Je suis entrée dans L’autre Parole à cause d’une célébration. Nous n’étions que quatre, je m’en souviendrai toujours. Et j’avais à dire mon expérience, à partager mes réflexions, à me manifester. L’audace de ces gestes, que je prends pour acquis aujourd’hui, m’avaient soufflée, alors. La simplicité des choses, leur signification renouvelée avaient été pour moi comme une révélation : il n’y avait nul doute, ma place c’était là, avec ces femmes.

Les célébrations sont pour moi le lien majeur qui m’attache au groupe. Sans elles, toute la réflexion que nous y menons n’aurait aucun aboutissement, elle vaudrait un bon cours universitaire. Les célébrations ont toujours représenté l’apothéose de nos colloques. Là où l’on se dit : « II y avait la théorie; voilà la pratique ». Une pratique joyeuse, pénétrante, vivante.

C’est au cours de nos célébrations que je ressens le plus intimement la présence de l’Esprit. C’est là que je vis avec le plus de passion le miracle L’autre Parolien. Car il circule toujours un vent de grâce, lors de ces minutes de cheminement spirituel. Bien sûr, elles ne sont pas toutes aussi réussies; certaines, nous l’avons vu, me rejoignent moins que d’autres. Mais j’en ressers toujours grandi, ayant avancé dans ma démarche de foi.

Organiser la célébration d’un colloque est un moment d’intense activité dans la vie d’un groupe. Certaines préparations peuvent s’avérer stressantes. En effet, si on peut en planifier la structure de base, il faut obligatoirement laisser une place à l’imprévu, ne serait-ce que pour intégrer à nos rituels, les mots du travail collectif qui a précédé. Pour moi, ces temps de création sont devenus une espèce de profession de foi et un geste d’abandon. Nous préparons ce qu’il y a à préparer, le reste est à la grâce de Dieue. Et Dieue, y joue toujours son rôle, ne serait-ce parfois que pour cacher aux yeux de nos invitées, certaines imperfections.

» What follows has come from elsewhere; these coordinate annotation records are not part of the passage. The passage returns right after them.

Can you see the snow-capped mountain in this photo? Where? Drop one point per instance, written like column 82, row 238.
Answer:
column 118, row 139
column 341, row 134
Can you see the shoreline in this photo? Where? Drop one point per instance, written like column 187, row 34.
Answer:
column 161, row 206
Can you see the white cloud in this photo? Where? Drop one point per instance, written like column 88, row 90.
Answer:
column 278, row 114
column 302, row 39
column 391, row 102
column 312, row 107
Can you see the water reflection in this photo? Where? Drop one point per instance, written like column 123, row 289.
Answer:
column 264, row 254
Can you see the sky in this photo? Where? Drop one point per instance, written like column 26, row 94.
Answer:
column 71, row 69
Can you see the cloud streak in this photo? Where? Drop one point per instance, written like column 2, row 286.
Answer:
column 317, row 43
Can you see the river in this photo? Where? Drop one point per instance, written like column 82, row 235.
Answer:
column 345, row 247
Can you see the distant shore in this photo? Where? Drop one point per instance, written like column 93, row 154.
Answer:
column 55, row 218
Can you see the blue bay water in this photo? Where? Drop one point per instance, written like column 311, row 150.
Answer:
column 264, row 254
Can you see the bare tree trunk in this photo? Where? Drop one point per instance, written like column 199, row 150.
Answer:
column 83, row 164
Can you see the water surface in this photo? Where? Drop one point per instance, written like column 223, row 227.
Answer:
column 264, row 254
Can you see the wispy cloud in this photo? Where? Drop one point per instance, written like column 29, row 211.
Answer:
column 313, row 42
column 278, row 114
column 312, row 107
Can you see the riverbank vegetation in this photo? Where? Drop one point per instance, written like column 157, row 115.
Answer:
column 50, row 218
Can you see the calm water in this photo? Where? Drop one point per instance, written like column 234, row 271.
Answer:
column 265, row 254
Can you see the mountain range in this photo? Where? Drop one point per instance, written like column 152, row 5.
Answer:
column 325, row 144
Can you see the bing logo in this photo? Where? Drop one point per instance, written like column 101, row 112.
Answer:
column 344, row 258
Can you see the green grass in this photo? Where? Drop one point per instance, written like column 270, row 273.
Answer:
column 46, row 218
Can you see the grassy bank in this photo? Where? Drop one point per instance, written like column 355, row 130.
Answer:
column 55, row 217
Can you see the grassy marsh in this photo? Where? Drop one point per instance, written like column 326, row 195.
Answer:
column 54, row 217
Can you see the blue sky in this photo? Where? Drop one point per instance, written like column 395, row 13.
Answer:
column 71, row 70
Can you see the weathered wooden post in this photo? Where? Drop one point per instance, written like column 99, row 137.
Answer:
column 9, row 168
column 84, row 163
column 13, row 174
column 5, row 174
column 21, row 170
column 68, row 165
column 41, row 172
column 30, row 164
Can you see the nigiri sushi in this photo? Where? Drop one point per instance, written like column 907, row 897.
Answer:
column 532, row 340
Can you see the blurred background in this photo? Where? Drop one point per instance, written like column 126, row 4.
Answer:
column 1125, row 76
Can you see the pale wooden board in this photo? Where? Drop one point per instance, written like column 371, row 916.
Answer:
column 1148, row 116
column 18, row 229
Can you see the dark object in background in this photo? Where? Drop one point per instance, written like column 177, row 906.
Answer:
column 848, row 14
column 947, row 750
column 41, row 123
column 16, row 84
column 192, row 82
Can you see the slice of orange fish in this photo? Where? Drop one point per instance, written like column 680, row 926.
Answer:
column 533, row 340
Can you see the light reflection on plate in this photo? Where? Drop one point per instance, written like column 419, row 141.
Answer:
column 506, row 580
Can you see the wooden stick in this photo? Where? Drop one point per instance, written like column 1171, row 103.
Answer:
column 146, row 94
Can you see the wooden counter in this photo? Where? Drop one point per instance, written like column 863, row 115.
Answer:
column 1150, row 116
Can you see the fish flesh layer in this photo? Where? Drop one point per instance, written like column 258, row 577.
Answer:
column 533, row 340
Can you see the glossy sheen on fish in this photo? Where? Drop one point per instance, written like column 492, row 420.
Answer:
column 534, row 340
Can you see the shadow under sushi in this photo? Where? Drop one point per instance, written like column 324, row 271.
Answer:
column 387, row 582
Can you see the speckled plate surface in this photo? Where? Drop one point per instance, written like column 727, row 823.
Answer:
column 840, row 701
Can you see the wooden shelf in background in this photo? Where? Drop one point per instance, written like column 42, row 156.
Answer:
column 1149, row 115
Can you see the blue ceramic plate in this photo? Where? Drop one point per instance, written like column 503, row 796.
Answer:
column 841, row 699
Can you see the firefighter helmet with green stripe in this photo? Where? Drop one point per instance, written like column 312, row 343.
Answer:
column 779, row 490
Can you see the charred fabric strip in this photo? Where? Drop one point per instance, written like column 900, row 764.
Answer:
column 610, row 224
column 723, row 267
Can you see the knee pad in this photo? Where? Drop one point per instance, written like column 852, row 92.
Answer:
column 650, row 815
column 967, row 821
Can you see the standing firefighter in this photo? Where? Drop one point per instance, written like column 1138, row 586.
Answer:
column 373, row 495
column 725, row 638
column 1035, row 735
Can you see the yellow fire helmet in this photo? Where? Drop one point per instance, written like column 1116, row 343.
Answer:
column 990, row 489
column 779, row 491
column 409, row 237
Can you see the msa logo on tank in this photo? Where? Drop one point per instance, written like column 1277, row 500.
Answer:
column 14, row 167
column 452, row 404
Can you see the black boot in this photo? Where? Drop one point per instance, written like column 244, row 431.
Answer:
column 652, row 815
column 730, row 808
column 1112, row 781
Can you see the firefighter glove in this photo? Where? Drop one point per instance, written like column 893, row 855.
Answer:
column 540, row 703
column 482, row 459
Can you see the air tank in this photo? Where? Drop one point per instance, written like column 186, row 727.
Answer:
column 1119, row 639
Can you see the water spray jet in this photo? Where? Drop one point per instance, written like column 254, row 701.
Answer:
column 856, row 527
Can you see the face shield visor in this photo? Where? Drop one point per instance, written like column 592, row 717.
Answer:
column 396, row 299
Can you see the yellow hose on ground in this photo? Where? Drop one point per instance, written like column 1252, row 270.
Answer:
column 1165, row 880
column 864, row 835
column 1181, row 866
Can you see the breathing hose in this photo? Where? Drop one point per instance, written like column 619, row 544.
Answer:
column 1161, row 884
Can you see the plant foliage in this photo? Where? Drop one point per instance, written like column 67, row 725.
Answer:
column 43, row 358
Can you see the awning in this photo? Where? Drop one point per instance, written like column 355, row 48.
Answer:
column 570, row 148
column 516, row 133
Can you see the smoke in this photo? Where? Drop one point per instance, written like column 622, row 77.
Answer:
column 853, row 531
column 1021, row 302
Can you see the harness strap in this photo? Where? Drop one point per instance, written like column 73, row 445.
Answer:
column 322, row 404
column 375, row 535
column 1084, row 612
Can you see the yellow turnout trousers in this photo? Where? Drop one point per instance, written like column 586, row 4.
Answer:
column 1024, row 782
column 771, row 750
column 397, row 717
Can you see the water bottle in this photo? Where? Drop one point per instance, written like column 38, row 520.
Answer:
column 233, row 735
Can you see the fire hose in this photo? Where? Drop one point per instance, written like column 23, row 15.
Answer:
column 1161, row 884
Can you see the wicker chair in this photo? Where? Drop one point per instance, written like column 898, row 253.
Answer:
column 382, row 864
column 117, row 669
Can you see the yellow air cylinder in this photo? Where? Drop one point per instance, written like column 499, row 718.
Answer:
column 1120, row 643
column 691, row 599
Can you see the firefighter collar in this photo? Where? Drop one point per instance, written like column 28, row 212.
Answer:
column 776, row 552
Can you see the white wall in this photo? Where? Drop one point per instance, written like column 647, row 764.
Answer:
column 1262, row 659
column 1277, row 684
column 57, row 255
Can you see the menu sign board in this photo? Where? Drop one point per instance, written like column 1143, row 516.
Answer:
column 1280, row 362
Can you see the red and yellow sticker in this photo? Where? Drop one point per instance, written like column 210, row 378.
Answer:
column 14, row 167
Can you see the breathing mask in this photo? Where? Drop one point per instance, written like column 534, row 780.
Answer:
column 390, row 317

Les célébrations des autres, c’est un autre type de joie; au lieu de préparer le repas, il nous est préparé. Quelle joie de voir des femmes timides et réservées se métamorphoser en Marie-Madeleine ou en Vasthi! Quelle joie d’être surprise par une réflexion ou un geste que le travail ne nous avait pas révélé et qui nous est présenté là, en toute simplicité. Combien de remises en question sont provoquées par l’invitation à poser ensemble des gestes symboliques, qu’ils soient d’une douceur amoureuse ou bien à la limite de la violence!

Les célébrations ont été pour moi de belles occasions d’écriture, de grands moments de réflexion et de création. Elles ont aussi été le temps et le lieu de grands aspects terrifiants. Voici qu’après m’être fait nommée par mon nom, mêlé à tous ces noms de femmes, lors de notre célébration du 20e anniversaire de L’autre Parole, je me suis dit que jamais plus ma vie ne devait être la même. Cette expérience m’a rendue différente, commise à une mission qui me dépasse : je suis chrétienne.